Smith's Les Femmes Fatales spotlights brown and black females of varied body types, ethnicity, and gender expressions. The troupe's name is inspired by cinematic femmes fatales, characters who Smith has long identified with, stating that, "I didn’t see them as bad people, I saw them as survivors – women who had been through hell and back....The femmes fatales had war wounds and knew how to be glamorous in spite of those wounds..." Of this trailblazing troupe, artist and activist Ravyn Wngz recently shared: "When Dainty Smith founded Les Femmes Fatales, she changed the game for black and brown, queer and non-binary folks here in Toronto and in North America. They weren't any burlesque spaces for us before and she's created quite the platform for us to be seen and showcased."

==Collaborators==
Smith has been integral to Toronto's cultural scene, frequently collaborating with other artists who foreground activism and Blackness in their artistic practice. Smith often works with Ravyn Wngz and Syrus Marcus Ware. Wngz and Smith have produced the 'Body Love' workshop at The 519, while Wngz is a member of Les Femmes Fatales.
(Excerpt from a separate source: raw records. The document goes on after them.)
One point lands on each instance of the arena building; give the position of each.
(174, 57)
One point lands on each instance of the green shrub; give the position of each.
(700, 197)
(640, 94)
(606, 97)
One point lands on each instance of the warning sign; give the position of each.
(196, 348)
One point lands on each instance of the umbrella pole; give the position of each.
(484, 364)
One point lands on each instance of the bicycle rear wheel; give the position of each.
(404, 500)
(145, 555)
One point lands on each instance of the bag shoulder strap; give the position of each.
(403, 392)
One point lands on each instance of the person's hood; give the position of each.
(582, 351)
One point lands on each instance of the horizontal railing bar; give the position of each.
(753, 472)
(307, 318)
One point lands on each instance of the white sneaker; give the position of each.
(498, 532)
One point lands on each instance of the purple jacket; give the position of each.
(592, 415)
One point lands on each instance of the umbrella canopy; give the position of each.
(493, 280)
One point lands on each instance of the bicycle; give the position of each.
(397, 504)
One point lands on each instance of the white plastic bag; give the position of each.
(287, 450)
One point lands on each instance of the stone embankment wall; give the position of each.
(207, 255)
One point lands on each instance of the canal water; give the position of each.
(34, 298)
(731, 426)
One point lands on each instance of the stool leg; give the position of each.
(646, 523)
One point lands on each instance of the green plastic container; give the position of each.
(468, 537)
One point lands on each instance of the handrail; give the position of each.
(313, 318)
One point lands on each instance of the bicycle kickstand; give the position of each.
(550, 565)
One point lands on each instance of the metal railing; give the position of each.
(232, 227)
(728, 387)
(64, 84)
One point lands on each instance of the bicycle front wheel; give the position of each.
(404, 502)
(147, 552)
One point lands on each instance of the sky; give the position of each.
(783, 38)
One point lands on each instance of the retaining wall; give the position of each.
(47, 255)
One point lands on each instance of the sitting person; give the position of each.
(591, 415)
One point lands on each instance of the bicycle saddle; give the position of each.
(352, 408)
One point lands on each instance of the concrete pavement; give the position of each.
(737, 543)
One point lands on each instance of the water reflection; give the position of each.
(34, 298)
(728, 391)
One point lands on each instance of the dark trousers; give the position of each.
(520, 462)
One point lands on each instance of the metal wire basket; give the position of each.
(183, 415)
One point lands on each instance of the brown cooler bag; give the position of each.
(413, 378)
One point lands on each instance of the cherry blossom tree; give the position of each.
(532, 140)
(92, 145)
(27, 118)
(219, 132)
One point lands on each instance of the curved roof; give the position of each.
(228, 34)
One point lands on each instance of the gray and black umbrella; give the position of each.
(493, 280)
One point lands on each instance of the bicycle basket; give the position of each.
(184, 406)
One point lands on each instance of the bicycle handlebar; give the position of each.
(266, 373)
Smith and Wngz were featured performers in Ware's Antarctica (2019), a mixed-media installation commissioned by the 2019 Toronto Biennial. Smith was also the subject of a large scale charcoal portrait by Ware, exhibited as part of his Activist Portrait Series (2015–16) shown at the Art Gallery of Ontario in 2017.

==Reception==
Smith has garnered considerable media attention, particularly for her burlesque performance and role as founder of Les Femmes Fatales. In 2017 she was featured on the CBC Television series Exhibitionists for her leadership role within Toronto's burlesque community. The episode referenced the phrase "black thighs save lives" which Smith coined to describe the empowerment that results from the daring and vulnerable performances created by Les Femmes Fatales. CBC writer Peter Knegt has called Les Femmes Fatales the "premiere burlesque troupe for Black women and women of colour, femmes and gender non-conforming persons."